My observation was most MD schools are in large metro areas while many DO schools (not all) are in more rural areas which makes sense based on your explanation as MD schools have residencies and research which needs larger academic hospitals while DO schools seem to be focused on the pre-clinical/clinical education (mostly seem to be pre-clinical as they usually may not have affiliated teaching hospitals with all required specialties located near schools).
For the reasons that you cited, since KC metro has >10x population of Columbia, I would have expected more departments/larger student population at UMKC than Mizzou. Even now, I think Mizzou students have to go to springfield for clinical rotations for probably same reasons - like access to diverse patient experience/larger hospital to accommodate all students. So I find it a bit surprising that UMKC doesn’t have as many clinical departments/funding as Mizzou - may be because KU med school is nearby (from meeting the needs of local population perspective). If you contrast that with Indiana the combined size of the med school and number of campuses (didn’t realize there were 9) may help to secure a lot of funding from NIH etc. (which may be reflected in their ranking)
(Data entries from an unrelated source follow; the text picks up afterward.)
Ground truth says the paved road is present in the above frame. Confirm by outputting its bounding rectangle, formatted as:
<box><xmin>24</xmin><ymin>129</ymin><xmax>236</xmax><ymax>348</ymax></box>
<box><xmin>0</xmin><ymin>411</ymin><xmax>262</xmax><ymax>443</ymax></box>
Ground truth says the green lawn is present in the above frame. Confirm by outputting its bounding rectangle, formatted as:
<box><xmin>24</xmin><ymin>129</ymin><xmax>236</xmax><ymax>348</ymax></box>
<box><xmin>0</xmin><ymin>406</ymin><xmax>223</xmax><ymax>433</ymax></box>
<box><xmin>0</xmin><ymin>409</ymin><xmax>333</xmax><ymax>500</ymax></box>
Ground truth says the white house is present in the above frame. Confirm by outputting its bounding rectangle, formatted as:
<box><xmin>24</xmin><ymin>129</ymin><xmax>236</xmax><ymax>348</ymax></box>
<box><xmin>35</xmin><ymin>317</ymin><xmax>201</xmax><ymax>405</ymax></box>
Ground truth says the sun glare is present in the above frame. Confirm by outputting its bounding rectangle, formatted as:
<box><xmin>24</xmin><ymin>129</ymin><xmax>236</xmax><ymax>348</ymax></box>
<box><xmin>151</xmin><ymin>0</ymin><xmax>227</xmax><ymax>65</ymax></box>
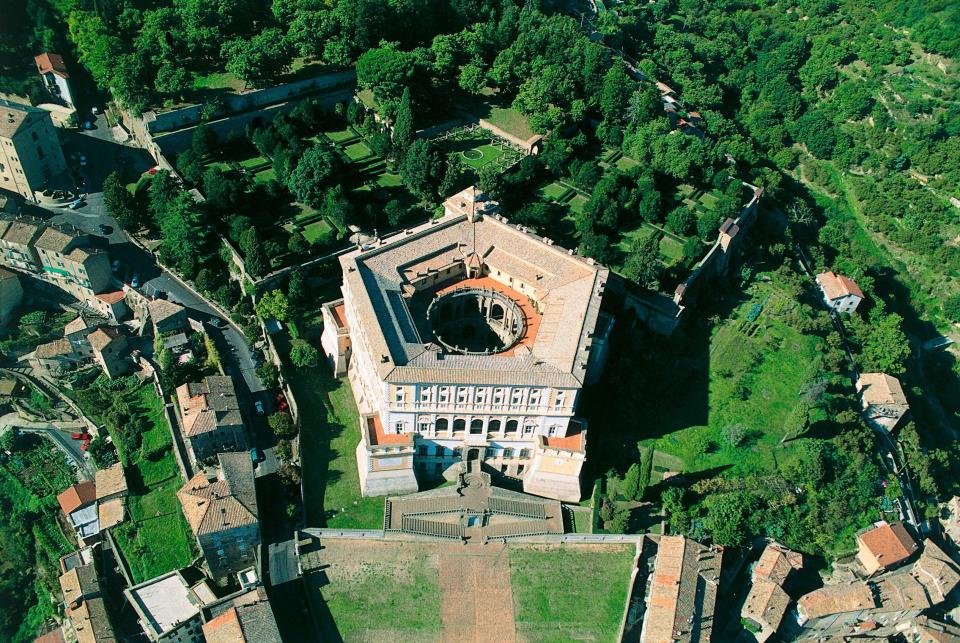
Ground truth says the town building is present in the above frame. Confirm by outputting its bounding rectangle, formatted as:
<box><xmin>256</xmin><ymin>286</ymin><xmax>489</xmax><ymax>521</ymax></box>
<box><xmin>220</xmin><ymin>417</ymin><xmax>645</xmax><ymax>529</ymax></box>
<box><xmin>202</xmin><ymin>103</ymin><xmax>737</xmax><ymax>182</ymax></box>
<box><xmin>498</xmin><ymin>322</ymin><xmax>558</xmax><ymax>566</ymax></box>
<box><xmin>177</xmin><ymin>453</ymin><xmax>260</xmax><ymax>580</ymax></box>
<box><xmin>148</xmin><ymin>299</ymin><xmax>190</xmax><ymax>335</ymax></box>
<box><xmin>640</xmin><ymin>536</ymin><xmax>723</xmax><ymax>643</ymax></box>
<box><xmin>857</xmin><ymin>520</ymin><xmax>918</xmax><ymax>575</ymax></box>
<box><xmin>817</xmin><ymin>272</ymin><xmax>863</xmax><ymax>313</ymax></box>
<box><xmin>740</xmin><ymin>543</ymin><xmax>803</xmax><ymax>643</ymax></box>
<box><xmin>33</xmin><ymin>53</ymin><xmax>73</xmax><ymax>107</ymax></box>
<box><xmin>57</xmin><ymin>480</ymin><xmax>100</xmax><ymax>543</ymax></box>
<box><xmin>0</xmin><ymin>99</ymin><xmax>69</xmax><ymax>201</ymax></box>
<box><xmin>123</xmin><ymin>571</ymin><xmax>203</xmax><ymax>643</ymax></box>
<box><xmin>792</xmin><ymin>540</ymin><xmax>960</xmax><ymax>641</ymax></box>
<box><xmin>0</xmin><ymin>215</ymin><xmax>127</xmax><ymax>322</ymax></box>
<box><xmin>177</xmin><ymin>375</ymin><xmax>247</xmax><ymax>465</ymax></box>
<box><xmin>59</xmin><ymin>557</ymin><xmax>117</xmax><ymax>643</ymax></box>
<box><xmin>203</xmin><ymin>587</ymin><xmax>281</xmax><ymax>643</ymax></box>
<box><xmin>25</xmin><ymin>337</ymin><xmax>93</xmax><ymax>378</ymax></box>
<box><xmin>0</xmin><ymin>268</ymin><xmax>23</xmax><ymax>326</ymax></box>
<box><xmin>857</xmin><ymin>373</ymin><xmax>910</xmax><ymax>432</ymax></box>
<box><xmin>321</xmin><ymin>188</ymin><xmax>610</xmax><ymax>501</ymax></box>
<box><xmin>87</xmin><ymin>326</ymin><xmax>133</xmax><ymax>379</ymax></box>
<box><xmin>94</xmin><ymin>462</ymin><xmax>128</xmax><ymax>530</ymax></box>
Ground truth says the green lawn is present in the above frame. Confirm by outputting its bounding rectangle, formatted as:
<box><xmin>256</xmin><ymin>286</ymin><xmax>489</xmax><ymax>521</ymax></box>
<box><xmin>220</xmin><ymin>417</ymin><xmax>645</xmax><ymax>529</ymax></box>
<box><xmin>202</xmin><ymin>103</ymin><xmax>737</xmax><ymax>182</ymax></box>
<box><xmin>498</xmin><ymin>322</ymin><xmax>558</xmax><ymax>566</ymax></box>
<box><xmin>486</xmin><ymin>105</ymin><xmax>536</xmax><ymax>141</ymax></box>
<box><xmin>570</xmin><ymin>194</ymin><xmax>588</xmax><ymax>214</ymax></box>
<box><xmin>240</xmin><ymin>156</ymin><xmax>267</xmax><ymax>170</ymax></box>
<box><xmin>508</xmin><ymin>545</ymin><xmax>635</xmax><ymax>641</ymax></box>
<box><xmin>343</xmin><ymin>141</ymin><xmax>373</xmax><ymax>161</ymax></box>
<box><xmin>193</xmin><ymin>72</ymin><xmax>244</xmax><ymax>91</ymax></box>
<box><xmin>316</xmin><ymin>546</ymin><xmax>440</xmax><ymax>641</ymax></box>
<box><xmin>323</xmin><ymin>127</ymin><xmax>357</xmax><ymax>143</ymax></box>
<box><xmin>289</xmin><ymin>363</ymin><xmax>383</xmax><ymax>529</ymax></box>
<box><xmin>80</xmin><ymin>383</ymin><xmax>194</xmax><ymax>582</ymax></box>
<box><xmin>377</xmin><ymin>172</ymin><xmax>403</xmax><ymax>188</ymax></box>
<box><xmin>253</xmin><ymin>167</ymin><xmax>277</xmax><ymax>183</ymax></box>
<box><xmin>540</xmin><ymin>182</ymin><xmax>568</xmax><ymax>200</ymax></box>
<box><xmin>642</xmin><ymin>282</ymin><xmax>823</xmax><ymax>476</ymax></box>
<box><xmin>302</xmin><ymin>219</ymin><xmax>334</xmax><ymax>243</ymax></box>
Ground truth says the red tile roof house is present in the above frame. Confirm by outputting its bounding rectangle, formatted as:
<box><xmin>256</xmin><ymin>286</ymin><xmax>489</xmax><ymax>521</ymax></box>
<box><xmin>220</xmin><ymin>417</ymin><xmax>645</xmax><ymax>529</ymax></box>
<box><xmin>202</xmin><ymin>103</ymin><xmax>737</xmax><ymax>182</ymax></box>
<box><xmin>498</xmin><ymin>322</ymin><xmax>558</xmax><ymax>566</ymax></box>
<box><xmin>857</xmin><ymin>520</ymin><xmax>918</xmax><ymax>574</ymax></box>
<box><xmin>817</xmin><ymin>272</ymin><xmax>863</xmax><ymax>313</ymax></box>
<box><xmin>57</xmin><ymin>480</ymin><xmax>100</xmax><ymax>544</ymax></box>
<box><xmin>33</xmin><ymin>53</ymin><xmax>73</xmax><ymax>106</ymax></box>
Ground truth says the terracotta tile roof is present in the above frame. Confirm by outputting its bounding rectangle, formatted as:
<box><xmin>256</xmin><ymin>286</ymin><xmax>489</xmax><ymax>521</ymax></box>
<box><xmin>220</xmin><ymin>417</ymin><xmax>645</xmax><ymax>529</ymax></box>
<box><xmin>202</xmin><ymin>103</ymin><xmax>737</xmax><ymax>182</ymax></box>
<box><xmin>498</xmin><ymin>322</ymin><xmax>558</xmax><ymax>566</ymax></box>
<box><xmin>177</xmin><ymin>453</ymin><xmax>257</xmax><ymax>536</ymax></box>
<box><xmin>94</xmin><ymin>462</ymin><xmax>127</xmax><ymax>500</ymax></box>
<box><xmin>33</xmin><ymin>337</ymin><xmax>74</xmax><ymax>359</ymax></box>
<box><xmin>857</xmin><ymin>373</ymin><xmax>907</xmax><ymax>404</ymax></box>
<box><xmin>147</xmin><ymin>299</ymin><xmax>186</xmax><ymax>324</ymax></box>
<box><xmin>817</xmin><ymin>272</ymin><xmax>863</xmax><ymax>301</ymax></box>
<box><xmin>177</xmin><ymin>375</ymin><xmax>243</xmax><ymax>438</ymax></box>
<box><xmin>97</xmin><ymin>498</ymin><xmax>126</xmax><ymax>530</ymax></box>
<box><xmin>857</xmin><ymin>521</ymin><xmax>917</xmax><ymax>567</ymax></box>
<box><xmin>33</xmin><ymin>627</ymin><xmax>66</xmax><ymax>643</ymax></box>
<box><xmin>33</xmin><ymin>53</ymin><xmax>70</xmax><ymax>78</ymax></box>
<box><xmin>367</xmin><ymin>413</ymin><xmax>413</xmax><ymax>446</ymax></box>
<box><xmin>797</xmin><ymin>583</ymin><xmax>876</xmax><ymax>619</ymax></box>
<box><xmin>97</xmin><ymin>290</ymin><xmax>124</xmax><ymax>305</ymax></box>
<box><xmin>87</xmin><ymin>326</ymin><xmax>121</xmax><ymax>352</ymax></box>
<box><xmin>203</xmin><ymin>607</ymin><xmax>247</xmax><ymax>643</ymax></box>
<box><xmin>753</xmin><ymin>543</ymin><xmax>803</xmax><ymax>585</ymax></box>
<box><xmin>640</xmin><ymin>536</ymin><xmax>721</xmax><ymax>643</ymax></box>
<box><xmin>57</xmin><ymin>480</ymin><xmax>97</xmax><ymax>516</ymax></box>
<box><xmin>740</xmin><ymin>578</ymin><xmax>790</xmax><ymax>631</ymax></box>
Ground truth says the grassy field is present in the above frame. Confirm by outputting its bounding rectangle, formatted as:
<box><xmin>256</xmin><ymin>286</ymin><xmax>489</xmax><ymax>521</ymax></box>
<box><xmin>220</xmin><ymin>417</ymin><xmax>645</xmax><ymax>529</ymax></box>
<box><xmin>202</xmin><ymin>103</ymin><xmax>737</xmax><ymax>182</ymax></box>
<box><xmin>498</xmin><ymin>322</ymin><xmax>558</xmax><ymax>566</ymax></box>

On the flip side, a teaching hospital in a rural area may bring medical expertise/more money/jobs to the rural community (as teaching hospital may get usually gets higher reimbursement). This is where IN model is attractive as it spreads the increased revenue across all geographic areas in the state and not limited to larger cities.
Usually IN, IL BS/MD programs were limited to in-state students. If this new program is open to all, that will be interesting as IU is higher ranked school though MCAT requirement of 512 for the program seems to be same as their average MCAT.